The town will pay Water Mill-based Chaleff & Rogers $18,000 to help determine what parts of the boarded-up, former nightclub on Dune Road can be stripped away without disrupting the historical integrity of the building, which the Town Board hopes to renovate and reopen as a museum.
“As far as I know, we’ve only been give the go-ahead for stripping back the superfluous and other crazy additions that the property has been subject to since it was a life-saving station,” said Bill Chaleff, one of the architectural firm’s primary partners. “The idea is to take it back to how it was before, when it was a life-saving station.”

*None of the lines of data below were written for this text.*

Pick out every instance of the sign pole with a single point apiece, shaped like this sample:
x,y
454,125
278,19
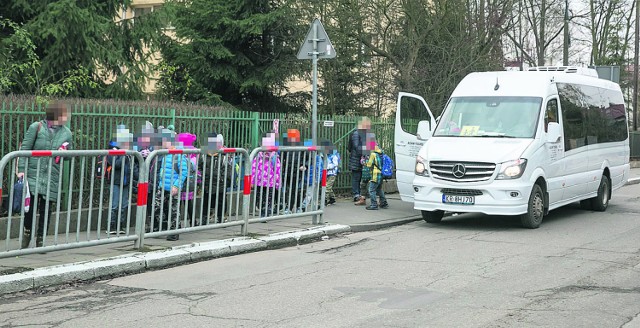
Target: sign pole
x,y
316,46
314,97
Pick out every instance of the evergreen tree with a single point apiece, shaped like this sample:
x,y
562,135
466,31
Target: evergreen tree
x,y
241,52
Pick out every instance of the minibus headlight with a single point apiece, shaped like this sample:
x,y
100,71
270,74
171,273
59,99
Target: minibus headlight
x,y
421,169
512,169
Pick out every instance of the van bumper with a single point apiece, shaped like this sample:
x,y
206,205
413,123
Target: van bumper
x,y
499,197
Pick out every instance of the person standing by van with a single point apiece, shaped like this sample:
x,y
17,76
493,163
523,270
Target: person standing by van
x,y
48,134
355,148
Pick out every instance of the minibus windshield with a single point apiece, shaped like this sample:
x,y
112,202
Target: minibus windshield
x,y
506,117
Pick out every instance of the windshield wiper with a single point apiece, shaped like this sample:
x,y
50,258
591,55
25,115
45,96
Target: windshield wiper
x,y
493,136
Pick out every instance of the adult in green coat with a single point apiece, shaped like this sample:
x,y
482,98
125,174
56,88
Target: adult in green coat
x,y
48,134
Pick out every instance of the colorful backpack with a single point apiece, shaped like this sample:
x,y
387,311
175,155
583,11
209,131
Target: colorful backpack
x,y
387,166
366,171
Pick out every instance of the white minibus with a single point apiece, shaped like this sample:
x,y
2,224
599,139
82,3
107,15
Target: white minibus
x,y
514,143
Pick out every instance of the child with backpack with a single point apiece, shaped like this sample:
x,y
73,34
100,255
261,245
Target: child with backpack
x,y
172,178
375,164
333,167
186,141
123,174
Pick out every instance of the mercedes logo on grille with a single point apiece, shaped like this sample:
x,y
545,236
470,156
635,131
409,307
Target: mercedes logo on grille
x,y
459,170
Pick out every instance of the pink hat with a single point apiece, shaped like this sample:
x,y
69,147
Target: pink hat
x,y
187,139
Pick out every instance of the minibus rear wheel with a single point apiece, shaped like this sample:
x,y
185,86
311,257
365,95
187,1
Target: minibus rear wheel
x,y
601,201
535,210
432,216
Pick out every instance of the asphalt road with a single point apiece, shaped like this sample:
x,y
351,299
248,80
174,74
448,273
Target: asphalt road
x,y
579,269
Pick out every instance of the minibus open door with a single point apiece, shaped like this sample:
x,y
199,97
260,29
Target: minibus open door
x,y
411,109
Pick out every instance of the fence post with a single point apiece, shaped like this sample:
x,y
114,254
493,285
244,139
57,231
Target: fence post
x,y
255,128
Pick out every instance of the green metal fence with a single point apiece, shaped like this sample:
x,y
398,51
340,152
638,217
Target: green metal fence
x,y
93,124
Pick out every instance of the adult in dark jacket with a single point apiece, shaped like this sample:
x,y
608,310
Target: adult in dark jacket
x,y
355,148
48,134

Mr. Chaleff said his partner, Paul Rogers, will be leading the effort and hopes to begin the process of evaluating the Hampton Bays property within the next month. Chaleff & Rogers has been in the business for nearly 30 years and has been hired by the town in the past to handle the renovation plans of the Lyzon Hat Shop in Hampton Bays, the Big Duck Ranch in Flanders and the replacement of historic windows at Town Hall.
“They have a demonstrated experience and expertise in historic projects, they’ve worked with us in the past,” Southampton Town Community Preservation Fund manager Mary Wilson said. “Our experience has been very good, it’s a firm that cares a lot about historic buildings in the town.”
Mr. Rogers said he was first approached by the town last winter and asked to draw up a schematic of how the former Neptune property could be tied in with the neighboring property that was once Summers Beach Club before being acquired by the town. Both properties were purchased using the town’s Community Preservation Fund.
“We document the building, identify the parts that are original and historic and find out what the building looked like originally,” Mr. Rogers said. “We don’t go beyond that.”
The building is set to be converted into a museum recognizing the all-black Coast Guard crew that manned the life-saving station that was housed in the building during World War II. It was the second all-black station in the country.
The museum would be open for self-guided tours, with old photographs and antiquated Coast Guard equipment on display around the interior of the building. Early plans also call for a concession stand on the site.